Reputation: 7
CONTEXT: I am pretty new to coding, starting with python for about 2 months before switching gears to SQL for the past few months. I am pretty much self-taught, using youtube videos and taking classes through Udemy(just as preference in case this question sounds silly). I am working on a practice problem. The problem asked:
“Create a visualization that provides a breakdown between the male and female employees working in the company each year, starting from 1990”. (The visualization part is for tableau, but for now I am first creating the query for the output needed in SQL).
I know that in general, WHERE is used for a general condition for all the records in the query vs HAVING is used to further filtered and can be used with aggregate function, while WHERE cannot be used with aggregate functions. I used WHERE in my code vs the solution used HAVING, with some differences in each code. They both produced the same results.

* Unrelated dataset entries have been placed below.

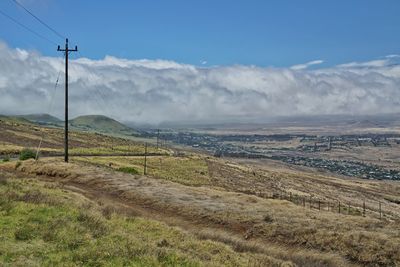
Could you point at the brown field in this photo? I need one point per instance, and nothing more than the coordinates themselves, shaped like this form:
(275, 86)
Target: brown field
(240, 203)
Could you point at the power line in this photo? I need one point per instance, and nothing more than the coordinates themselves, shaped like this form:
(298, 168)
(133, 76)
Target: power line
(27, 28)
(38, 19)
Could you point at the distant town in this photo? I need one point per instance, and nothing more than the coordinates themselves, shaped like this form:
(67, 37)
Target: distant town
(245, 146)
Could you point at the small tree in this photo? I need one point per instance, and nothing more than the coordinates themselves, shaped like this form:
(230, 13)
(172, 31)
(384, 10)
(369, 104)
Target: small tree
(27, 153)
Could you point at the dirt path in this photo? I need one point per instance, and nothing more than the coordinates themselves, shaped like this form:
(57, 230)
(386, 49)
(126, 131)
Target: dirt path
(275, 228)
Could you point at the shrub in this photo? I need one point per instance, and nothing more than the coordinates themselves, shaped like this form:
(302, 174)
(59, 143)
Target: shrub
(130, 170)
(18, 164)
(27, 154)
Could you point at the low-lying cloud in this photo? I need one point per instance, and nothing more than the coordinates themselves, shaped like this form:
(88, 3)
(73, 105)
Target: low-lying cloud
(154, 91)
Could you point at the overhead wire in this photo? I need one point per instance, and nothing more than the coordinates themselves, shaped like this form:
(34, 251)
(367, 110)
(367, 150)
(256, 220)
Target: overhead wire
(38, 19)
(27, 28)
(50, 108)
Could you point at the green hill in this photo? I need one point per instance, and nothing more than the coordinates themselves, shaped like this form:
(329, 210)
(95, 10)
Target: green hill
(14, 119)
(100, 123)
(42, 119)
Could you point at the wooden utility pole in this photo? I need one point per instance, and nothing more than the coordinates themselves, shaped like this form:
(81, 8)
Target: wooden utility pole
(145, 159)
(158, 137)
(66, 50)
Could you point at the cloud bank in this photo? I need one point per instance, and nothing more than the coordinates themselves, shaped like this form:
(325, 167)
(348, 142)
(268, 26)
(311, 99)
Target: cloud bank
(154, 91)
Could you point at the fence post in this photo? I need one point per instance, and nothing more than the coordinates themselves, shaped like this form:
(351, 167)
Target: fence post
(380, 210)
(364, 208)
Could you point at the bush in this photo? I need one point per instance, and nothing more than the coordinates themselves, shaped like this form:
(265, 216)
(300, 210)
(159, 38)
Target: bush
(27, 154)
(130, 170)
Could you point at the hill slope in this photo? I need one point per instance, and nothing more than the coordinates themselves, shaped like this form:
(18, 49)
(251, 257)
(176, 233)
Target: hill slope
(42, 118)
(100, 123)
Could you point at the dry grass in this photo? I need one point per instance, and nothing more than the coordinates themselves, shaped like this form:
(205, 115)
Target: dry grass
(317, 238)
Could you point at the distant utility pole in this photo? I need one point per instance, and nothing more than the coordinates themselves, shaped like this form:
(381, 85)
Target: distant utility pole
(66, 50)
(158, 137)
(145, 159)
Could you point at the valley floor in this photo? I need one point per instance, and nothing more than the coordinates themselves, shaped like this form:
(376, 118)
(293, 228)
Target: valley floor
(221, 206)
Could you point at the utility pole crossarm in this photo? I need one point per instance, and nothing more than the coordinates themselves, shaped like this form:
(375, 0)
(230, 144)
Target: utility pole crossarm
(66, 50)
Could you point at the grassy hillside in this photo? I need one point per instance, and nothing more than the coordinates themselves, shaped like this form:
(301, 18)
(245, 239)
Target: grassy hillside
(43, 224)
(42, 119)
(100, 123)
(18, 133)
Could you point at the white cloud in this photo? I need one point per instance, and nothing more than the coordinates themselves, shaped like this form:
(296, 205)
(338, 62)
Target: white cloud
(154, 91)
(306, 65)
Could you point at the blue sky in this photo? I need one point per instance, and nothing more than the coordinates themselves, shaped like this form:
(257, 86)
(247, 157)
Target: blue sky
(263, 33)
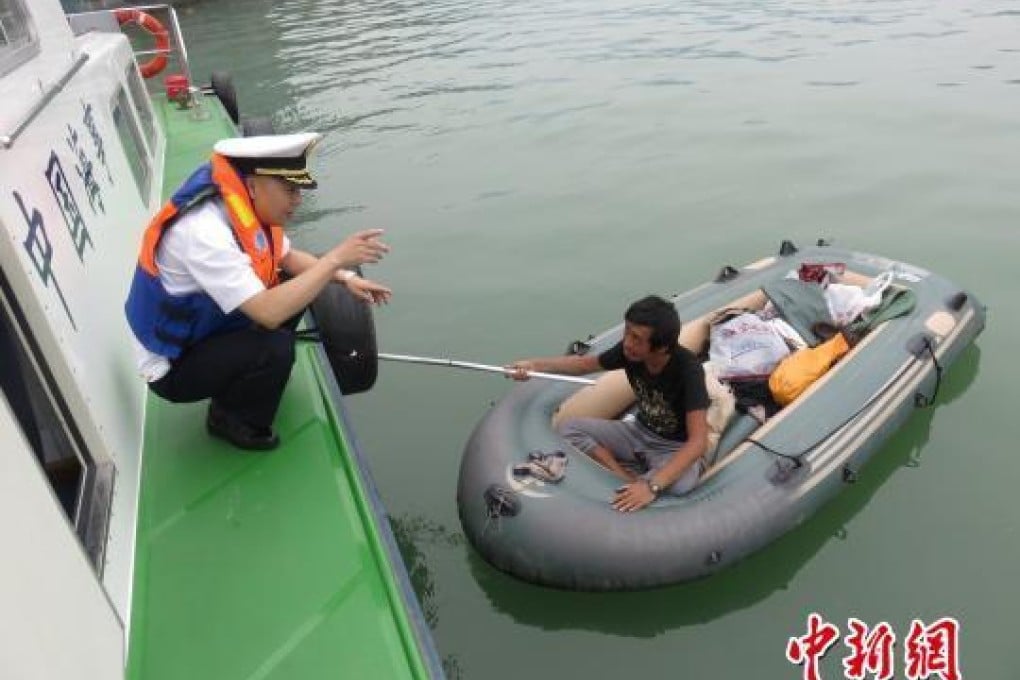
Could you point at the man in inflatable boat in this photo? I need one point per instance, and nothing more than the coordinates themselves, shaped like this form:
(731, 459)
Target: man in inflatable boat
(211, 316)
(669, 435)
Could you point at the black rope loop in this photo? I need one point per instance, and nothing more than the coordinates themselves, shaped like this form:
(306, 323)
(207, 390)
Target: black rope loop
(921, 401)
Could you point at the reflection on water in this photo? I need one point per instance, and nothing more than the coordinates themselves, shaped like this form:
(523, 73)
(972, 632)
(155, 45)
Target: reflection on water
(538, 165)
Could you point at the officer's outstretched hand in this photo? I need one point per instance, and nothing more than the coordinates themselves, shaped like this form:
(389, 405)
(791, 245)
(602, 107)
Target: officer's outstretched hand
(360, 248)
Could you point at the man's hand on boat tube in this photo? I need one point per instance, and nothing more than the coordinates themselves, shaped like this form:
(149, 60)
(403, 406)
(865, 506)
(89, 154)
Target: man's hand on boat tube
(632, 497)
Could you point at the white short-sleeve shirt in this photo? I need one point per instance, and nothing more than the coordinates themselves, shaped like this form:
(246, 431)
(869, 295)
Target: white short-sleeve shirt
(200, 253)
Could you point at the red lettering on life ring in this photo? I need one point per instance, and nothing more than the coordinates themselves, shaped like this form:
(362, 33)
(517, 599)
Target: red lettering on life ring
(154, 29)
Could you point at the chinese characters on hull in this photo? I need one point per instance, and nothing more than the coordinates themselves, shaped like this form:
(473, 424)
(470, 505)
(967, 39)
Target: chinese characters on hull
(929, 650)
(37, 242)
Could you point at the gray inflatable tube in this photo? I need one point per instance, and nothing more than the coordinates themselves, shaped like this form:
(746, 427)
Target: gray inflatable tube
(567, 535)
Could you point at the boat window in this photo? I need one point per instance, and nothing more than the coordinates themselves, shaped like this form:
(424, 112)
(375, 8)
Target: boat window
(131, 141)
(82, 487)
(17, 36)
(142, 104)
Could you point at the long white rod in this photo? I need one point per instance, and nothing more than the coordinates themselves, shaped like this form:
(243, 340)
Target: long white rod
(429, 361)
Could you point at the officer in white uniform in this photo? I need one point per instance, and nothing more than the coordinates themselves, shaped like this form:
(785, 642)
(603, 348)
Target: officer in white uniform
(245, 370)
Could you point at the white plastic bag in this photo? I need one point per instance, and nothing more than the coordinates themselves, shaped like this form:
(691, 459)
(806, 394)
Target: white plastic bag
(746, 346)
(846, 303)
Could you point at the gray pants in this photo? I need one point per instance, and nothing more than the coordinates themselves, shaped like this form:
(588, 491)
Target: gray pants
(630, 442)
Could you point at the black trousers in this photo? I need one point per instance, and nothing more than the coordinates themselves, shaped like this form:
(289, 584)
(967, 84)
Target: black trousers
(244, 372)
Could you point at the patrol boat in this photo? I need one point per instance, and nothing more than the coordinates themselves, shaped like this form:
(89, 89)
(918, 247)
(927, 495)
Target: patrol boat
(136, 544)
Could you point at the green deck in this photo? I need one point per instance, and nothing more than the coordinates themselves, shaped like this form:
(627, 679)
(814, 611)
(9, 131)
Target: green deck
(265, 565)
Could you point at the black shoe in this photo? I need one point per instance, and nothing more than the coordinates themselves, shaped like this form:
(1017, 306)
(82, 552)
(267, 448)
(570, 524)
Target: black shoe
(241, 434)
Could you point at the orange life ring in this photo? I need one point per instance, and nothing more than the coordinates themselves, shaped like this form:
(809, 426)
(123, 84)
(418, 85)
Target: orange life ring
(154, 29)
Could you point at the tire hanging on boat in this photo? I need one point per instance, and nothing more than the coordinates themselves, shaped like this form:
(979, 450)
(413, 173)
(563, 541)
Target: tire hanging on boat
(347, 329)
(152, 25)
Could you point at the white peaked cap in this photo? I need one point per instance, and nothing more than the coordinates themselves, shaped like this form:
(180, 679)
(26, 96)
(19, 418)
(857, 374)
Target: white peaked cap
(283, 156)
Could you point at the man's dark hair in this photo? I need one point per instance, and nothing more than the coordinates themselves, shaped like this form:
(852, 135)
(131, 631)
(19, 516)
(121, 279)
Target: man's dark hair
(658, 314)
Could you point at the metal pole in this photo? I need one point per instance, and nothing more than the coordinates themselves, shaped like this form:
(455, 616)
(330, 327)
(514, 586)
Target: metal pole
(451, 363)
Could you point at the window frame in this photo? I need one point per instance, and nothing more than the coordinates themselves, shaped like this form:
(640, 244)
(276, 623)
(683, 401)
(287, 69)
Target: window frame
(26, 45)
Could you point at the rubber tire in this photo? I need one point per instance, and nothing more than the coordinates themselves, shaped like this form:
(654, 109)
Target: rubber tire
(222, 86)
(256, 126)
(348, 331)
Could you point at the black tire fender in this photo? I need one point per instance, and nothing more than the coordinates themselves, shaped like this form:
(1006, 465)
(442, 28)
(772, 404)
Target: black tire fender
(347, 328)
(222, 86)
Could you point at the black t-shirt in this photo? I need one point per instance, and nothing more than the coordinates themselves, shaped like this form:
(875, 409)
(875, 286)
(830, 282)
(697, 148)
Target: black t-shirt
(663, 400)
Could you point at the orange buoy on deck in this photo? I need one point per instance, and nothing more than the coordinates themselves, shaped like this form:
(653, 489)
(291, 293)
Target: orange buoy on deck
(152, 25)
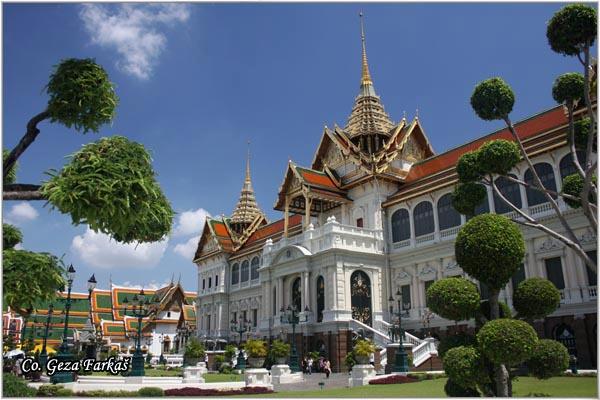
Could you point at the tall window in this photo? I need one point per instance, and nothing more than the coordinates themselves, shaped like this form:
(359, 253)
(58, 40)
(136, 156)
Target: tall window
(567, 167)
(235, 274)
(400, 225)
(448, 217)
(554, 272)
(245, 271)
(511, 191)
(423, 217)
(546, 174)
(254, 268)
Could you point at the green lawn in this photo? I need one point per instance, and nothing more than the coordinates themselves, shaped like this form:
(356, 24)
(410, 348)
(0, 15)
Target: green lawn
(524, 386)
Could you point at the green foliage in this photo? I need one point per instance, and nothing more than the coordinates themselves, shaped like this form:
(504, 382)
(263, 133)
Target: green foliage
(30, 278)
(194, 348)
(151, 392)
(492, 99)
(571, 28)
(363, 348)
(453, 298)
(490, 248)
(467, 196)
(568, 88)
(256, 348)
(110, 185)
(454, 390)
(11, 235)
(456, 340)
(279, 349)
(15, 387)
(81, 95)
(11, 176)
(506, 341)
(498, 156)
(536, 298)
(464, 365)
(467, 167)
(550, 358)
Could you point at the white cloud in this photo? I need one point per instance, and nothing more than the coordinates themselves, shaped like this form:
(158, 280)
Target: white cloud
(187, 249)
(132, 30)
(99, 250)
(190, 222)
(21, 212)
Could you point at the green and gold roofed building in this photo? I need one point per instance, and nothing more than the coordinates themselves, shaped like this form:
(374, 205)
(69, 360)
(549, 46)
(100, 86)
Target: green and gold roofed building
(100, 318)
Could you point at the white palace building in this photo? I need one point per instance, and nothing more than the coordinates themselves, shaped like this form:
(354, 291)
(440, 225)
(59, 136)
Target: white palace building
(371, 217)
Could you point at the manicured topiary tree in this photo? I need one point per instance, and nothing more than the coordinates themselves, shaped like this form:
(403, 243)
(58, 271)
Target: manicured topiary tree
(571, 32)
(550, 358)
(535, 298)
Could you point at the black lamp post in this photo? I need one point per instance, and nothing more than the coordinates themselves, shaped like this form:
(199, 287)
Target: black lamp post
(140, 309)
(290, 315)
(401, 359)
(63, 352)
(240, 327)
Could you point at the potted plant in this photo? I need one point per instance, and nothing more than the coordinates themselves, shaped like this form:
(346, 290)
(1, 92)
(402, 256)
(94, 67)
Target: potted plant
(257, 351)
(280, 351)
(362, 350)
(194, 352)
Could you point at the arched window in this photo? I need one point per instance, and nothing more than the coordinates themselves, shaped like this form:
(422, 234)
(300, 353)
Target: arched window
(511, 191)
(566, 164)
(320, 298)
(235, 274)
(254, 268)
(546, 174)
(423, 217)
(447, 215)
(297, 294)
(245, 271)
(360, 297)
(400, 226)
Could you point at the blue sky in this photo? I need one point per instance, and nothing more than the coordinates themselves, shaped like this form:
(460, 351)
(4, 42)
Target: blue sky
(197, 81)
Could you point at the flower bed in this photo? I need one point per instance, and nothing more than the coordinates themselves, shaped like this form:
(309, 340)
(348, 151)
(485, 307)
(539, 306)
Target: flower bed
(392, 379)
(215, 392)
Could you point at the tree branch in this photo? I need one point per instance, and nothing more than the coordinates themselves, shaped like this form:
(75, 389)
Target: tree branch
(25, 142)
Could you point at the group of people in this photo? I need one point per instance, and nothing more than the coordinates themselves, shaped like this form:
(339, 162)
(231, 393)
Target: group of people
(321, 365)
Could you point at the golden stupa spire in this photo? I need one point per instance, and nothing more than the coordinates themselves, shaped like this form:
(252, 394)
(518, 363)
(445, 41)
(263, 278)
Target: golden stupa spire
(366, 76)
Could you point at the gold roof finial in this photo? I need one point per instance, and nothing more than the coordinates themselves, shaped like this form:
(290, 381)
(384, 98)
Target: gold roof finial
(366, 76)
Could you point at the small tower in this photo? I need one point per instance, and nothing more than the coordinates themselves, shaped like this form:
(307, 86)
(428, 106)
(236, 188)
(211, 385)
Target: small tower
(368, 125)
(247, 209)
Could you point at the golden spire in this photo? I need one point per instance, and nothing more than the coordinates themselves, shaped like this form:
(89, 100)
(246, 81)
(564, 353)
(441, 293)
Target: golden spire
(366, 76)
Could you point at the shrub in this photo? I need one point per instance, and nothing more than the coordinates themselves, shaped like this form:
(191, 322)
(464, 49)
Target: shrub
(151, 392)
(15, 387)
(536, 298)
(467, 196)
(568, 88)
(506, 341)
(550, 358)
(490, 248)
(498, 156)
(467, 167)
(571, 28)
(492, 99)
(464, 365)
(454, 390)
(456, 340)
(453, 298)
(256, 348)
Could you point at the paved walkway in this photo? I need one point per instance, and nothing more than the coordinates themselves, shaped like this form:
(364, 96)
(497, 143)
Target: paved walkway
(311, 382)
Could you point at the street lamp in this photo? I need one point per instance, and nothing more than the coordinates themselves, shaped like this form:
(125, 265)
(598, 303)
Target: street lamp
(401, 360)
(290, 315)
(240, 327)
(140, 309)
(63, 352)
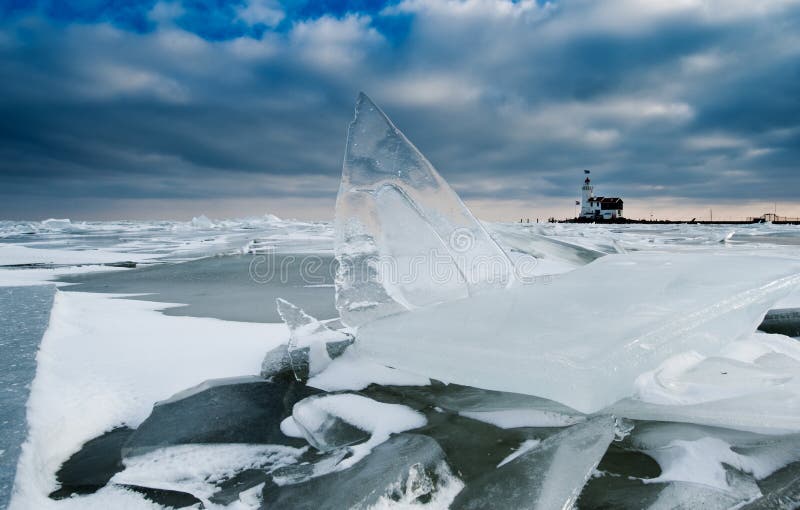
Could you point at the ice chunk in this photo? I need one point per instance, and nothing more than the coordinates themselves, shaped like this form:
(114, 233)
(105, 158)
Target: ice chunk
(753, 385)
(583, 339)
(353, 372)
(312, 345)
(785, 321)
(686, 496)
(236, 410)
(549, 475)
(406, 469)
(780, 492)
(404, 239)
(199, 470)
(331, 421)
(726, 460)
(276, 361)
(323, 430)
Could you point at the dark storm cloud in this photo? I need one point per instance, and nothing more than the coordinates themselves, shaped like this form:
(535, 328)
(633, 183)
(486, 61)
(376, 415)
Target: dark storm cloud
(210, 100)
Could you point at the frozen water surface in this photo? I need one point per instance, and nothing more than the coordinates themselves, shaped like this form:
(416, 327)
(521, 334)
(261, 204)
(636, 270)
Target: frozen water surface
(660, 316)
(24, 314)
(583, 339)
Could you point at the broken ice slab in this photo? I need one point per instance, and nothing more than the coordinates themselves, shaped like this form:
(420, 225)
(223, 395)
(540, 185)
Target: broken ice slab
(330, 421)
(684, 495)
(406, 469)
(312, 345)
(497, 407)
(774, 412)
(550, 475)
(583, 339)
(322, 429)
(202, 470)
(235, 410)
(404, 239)
(781, 490)
(784, 321)
(511, 237)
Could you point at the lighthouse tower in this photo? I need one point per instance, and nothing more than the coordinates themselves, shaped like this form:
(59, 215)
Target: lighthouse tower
(587, 192)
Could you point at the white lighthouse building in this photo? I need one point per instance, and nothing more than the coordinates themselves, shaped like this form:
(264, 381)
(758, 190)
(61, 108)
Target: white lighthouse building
(592, 207)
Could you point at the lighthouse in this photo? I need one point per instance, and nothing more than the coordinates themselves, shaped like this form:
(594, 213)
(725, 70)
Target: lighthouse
(587, 193)
(598, 208)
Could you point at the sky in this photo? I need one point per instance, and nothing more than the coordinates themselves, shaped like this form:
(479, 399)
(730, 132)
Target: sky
(171, 109)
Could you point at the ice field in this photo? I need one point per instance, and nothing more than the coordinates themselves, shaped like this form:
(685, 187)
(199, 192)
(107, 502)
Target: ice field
(404, 355)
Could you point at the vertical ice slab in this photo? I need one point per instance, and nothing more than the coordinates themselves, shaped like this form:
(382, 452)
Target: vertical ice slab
(404, 239)
(312, 345)
(583, 339)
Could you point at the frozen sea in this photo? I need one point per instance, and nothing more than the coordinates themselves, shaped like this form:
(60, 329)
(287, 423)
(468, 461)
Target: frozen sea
(144, 310)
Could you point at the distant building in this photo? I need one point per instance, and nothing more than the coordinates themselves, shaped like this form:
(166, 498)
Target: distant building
(593, 207)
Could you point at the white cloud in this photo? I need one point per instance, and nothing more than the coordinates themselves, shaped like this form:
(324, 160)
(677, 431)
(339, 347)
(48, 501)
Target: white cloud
(429, 89)
(267, 12)
(334, 44)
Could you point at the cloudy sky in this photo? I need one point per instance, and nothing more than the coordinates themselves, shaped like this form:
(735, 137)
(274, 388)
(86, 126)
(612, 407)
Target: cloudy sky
(170, 109)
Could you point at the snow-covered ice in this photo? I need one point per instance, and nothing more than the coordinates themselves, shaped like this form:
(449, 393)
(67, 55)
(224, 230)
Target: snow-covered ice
(104, 362)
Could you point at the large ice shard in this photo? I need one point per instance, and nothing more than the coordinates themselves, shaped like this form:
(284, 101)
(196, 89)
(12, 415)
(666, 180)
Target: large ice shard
(549, 475)
(404, 239)
(583, 339)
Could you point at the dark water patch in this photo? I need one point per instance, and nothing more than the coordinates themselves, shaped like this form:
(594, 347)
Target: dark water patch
(90, 469)
(237, 287)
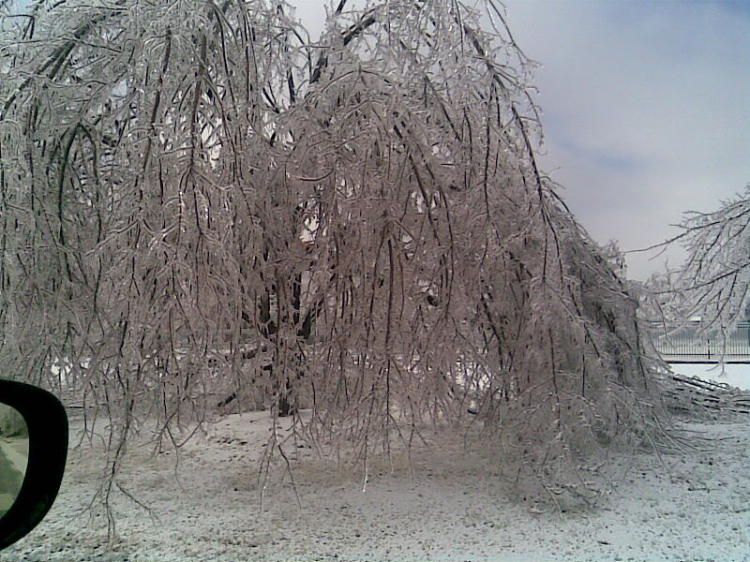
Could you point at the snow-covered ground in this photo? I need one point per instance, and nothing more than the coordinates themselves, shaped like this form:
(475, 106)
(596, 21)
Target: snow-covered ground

QUESTION: Is my code acceptable? Was it a fluke that I got the correct results, is it correct but maybe not the most "formal" or "professional" way of doing it (class focuses heavily on making sure you have clean code and use professional standards to increase readability and such), or is it completely fine and just two different ways to solve the same issue? The question didn't explicitely say that they were multiple solutions to it.
MY CODE:
SELECT
YEAR(d.from_date) AS year,
e.gender,
COUNT(e.emp_no) AS employees
FROM
t_employees e
JOIN
t_dept_emp d ON e.emp_no = d.emp_no
WHERE
d.from_date BETWEEN '1989-12-31' AND sysdate()
GROUP BY year, e.gender
ORDER BY year;
THE SOLUTION:
SELECT
YEAR(d.from_date) AS calendar_year,
gender,
COUNT(e.emp_no) AS Employees
FROM
t_employees e
JOIN
t_dept_emp d ON e.emp_no = d.emp_no
GROUP BY calendar_year, e.gender
HAVING calendar_year >= 1990
ORDER BY calendar_year;
Thank you in advance!
Upvotes: 0
Views: 47
Reputation: 781751
The two queries are equivalent. If you use a WHERE
filter that filters the same expression as one of the columns in the GROUP BY
, the queries produce the same result. It's likely that your solution is more efficient, because aggregation requires memory to store all the groups. Filtering out those rows during the early WHERE
processing reduces that memory use (ideally the database engine would be able to detect this equivalence and optimize the query either way, but MySQL's optimizer may not be that smart).
Upvotes: 2